Bjork - Biophilia (One Little Indian)

It seems pathetically reductive to sum up the genius of this album in a couple of paragraphs and an arbitrarily selected video clip, but let’s give it a shot while we’re here. If you want to divert yourself reading about the instruments she invented to give this album its distinctive palette, that’d be a good thing to do. Equally, you could research the conservationist/cosmological/philosophical treatise that underpin its themes. If none of that appeals, just take this at its face value: a set of dizzyingly creative, genre-splicing, batshit mental musical experimentation.

Dom Farrell

Radiohead - The King of Limbs (XL)

In making their 2009 masterpiece In Rainbows, Radiohead removed a monkey from their back. No longer did people hope idly for the next The Bends or OK Computer. It seems The King of Limbs has annoyed everybody again by not being the next In Rainbows. However, it must be remembered, Thom Yorke is a contrary bugger who never knowingly gives the people what they want unless you count playing “Creep” at the odd festival here and there. The King of Limbs is not as good as its predecessor, but there remains plenty to admire. Restless beats and rhythms dazzle in the album’s first half, before haunting piano ballad “Codex” begins the ascent for air, completed by assured closer “Separator”. The monkey is back on Yorke’s shoulders and he’s feeding it loads of bananas.
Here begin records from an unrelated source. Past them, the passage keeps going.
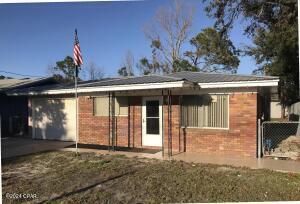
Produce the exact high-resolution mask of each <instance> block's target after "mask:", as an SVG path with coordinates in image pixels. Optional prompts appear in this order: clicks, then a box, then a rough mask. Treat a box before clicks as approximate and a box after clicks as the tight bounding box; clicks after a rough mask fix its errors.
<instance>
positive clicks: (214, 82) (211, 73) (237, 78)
mask: <svg viewBox="0 0 300 204" xmlns="http://www.w3.org/2000/svg"><path fill="white" fill-rule="evenodd" d="M168 76H172V77H179V78H183V79H186V80H187V81H191V82H194V83H217V82H238V81H261V80H274V79H278V77H271V76H254V75H237V74H221V73H203V72H177V73H173V74H169V75H168Z"/></svg>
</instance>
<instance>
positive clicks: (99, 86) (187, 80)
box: [7, 72, 278, 94]
mask: <svg viewBox="0 0 300 204" xmlns="http://www.w3.org/2000/svg"><path fill="white" fill-rule="evenodd" d="M274 79H278V77H270V76H253V75H232V74H219V73H201V72H177V73H173V74H168V75H146V76H137V77H134V76H132V77H124V78H105V79H101V80H94V81H81V82H79V84H78V87H79V88H80V87H82V88H85V87H105V86H118V85H133V86H134V85H135V84H150V83H168V82H176V81H186V82H190V83H217V82H240V81H262V80H274ZM73 88H74V83H69V84H54V85H46V86H36V87H29V88H17V89H14V90H11V91H9V92H7V93H8V94H14V93H22V94H24V93H29V92H37V93H41V92H43V91H49V90H61V89H73Z"/></svg>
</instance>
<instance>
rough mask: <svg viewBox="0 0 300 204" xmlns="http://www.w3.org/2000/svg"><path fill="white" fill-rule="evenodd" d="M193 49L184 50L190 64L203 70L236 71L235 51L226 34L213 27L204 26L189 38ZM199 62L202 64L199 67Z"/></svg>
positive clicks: (237, 67)
mask: <svg viewBox="0 0 300 204" xmlns="http://www.w3.org/2000/svg"><path fill="white" fill-rule="evenodd" d="M190 43H191V45H192V46H193V47H194V48H195V51H187V52H185V56H187V57H188V58H189V59H190V61H191V64H192V65H193V66H194V67H198V68H199V69H200V70H201V71H205V72H230V73H236V70H237V68H238V66H239V62H240V61H239V59H238V57H237V54H238V53H237V51H236V49H235V47H234V46H233V44H232V42H231V40H230V39H229V38H228V37H227V36H226V35H223V36H222V35H221V33H220V32H218V31H217V30H215V29H214V28H205V29H203V30H202V32H200V33H199V34H197V35H196V36H195V37H193V38H192V39H191V40H190ZM200 64H203V66H201V67H200Z"/></svg>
  1. Nice monkey action in Dom's review but congratulations to SP for "twattishly misguided", which is without a doubt my phrase of the day.

  2. i'm with pranam, today's a festival of wordy joy. great lines abound.

    In fact, having subbed several of his match reports on a saturday, i'm fairly confident this Radiohead review is comfortably the best thing Dom has ever written. He's got the wrong end of the stick of course, but in such an enjoyable way.

  3. Twattishly misguided and batshit mental in the same day. Excellent times.

  4. I'm really glad Rory has now worked out how to sign in and comment. I'm sure we all are.

  5. Afraid the track of the day award is going to have to stay in its box as there's nothing here that I like, sorry. Yes, I know I'm a twat.

    Also, I've held back from commenting on James Blake until this point for fear of offending those who are fans, but I just can't hold it in any longer. I don't think I've ever been so irritated listening to a piece of music as I was today. It brought back unwelcome memories of how irritable I became when I had the misfortune of seeing 'Nick and Norah's Infinite Playlist' at the cinema. Ghastly.

  6. I've been inside a club and it doesn't sound anything like Katy B, sorry.

  7. Please don't shatter the illusion.